It is increasingly clear that B&NES Conservatives tried to close Pulteney Bridge without planning for the consequences.
A decision over whether to close the bridge fully has been delayed until April 2011, yet bus services have already been moved away at the request of the council. Thousands of passengers have had their regular service disrupted or cancelled. No alternatives were provided at the time of the change.
Two months later a replacement service for Great Pulteney Street is about to begin – it will run three times a day. Liberal Democrats including Cllr Nicholas Coombes are campaigning for the usual 18 service be restored during the six month decision period.
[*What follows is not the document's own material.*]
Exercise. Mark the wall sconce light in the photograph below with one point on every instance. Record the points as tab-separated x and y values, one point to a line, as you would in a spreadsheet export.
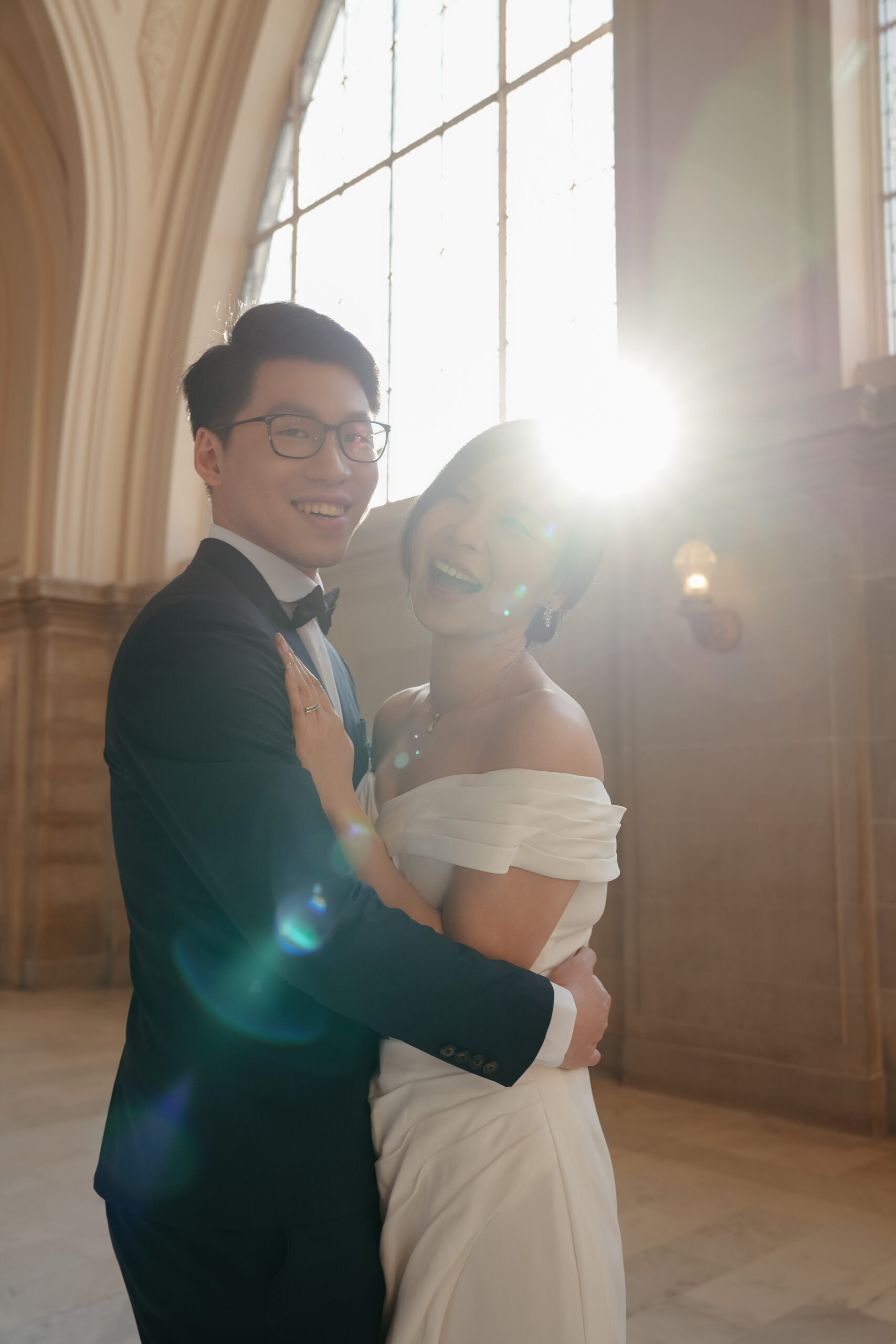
714	629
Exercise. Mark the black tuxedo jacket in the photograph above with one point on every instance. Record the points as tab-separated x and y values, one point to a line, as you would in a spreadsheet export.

Cllr Coombes has also discovered that no prior traffic modelling was undertaken to predict the effect of closing the bridge on congestion. Conservative councillors had claimed that there would be no adverse effect on congestion. In answer to a written question, it emerges that these traffic models, prepared in 2008, were of closing the bridge together with opening up the bus gate.
In order to reduce congestion on North Parade, where the buses have been re-routed to, the council now proposed restricting right-hand turns onto Pulteney Road for the duration of the Christmas market this year. Taxis, which formed the majority of the bridge’s traffic, have not yet been re-routed to North Parade, but would be if the bridge were closed fully.
It is clear that the unplanned and botched closure of Pulteney Bridge has caused great inconvenience to local residents and is costing a great deal of tax-payers money in delayed and partial mitigation attempts. So far there hasn’t been a single benefit.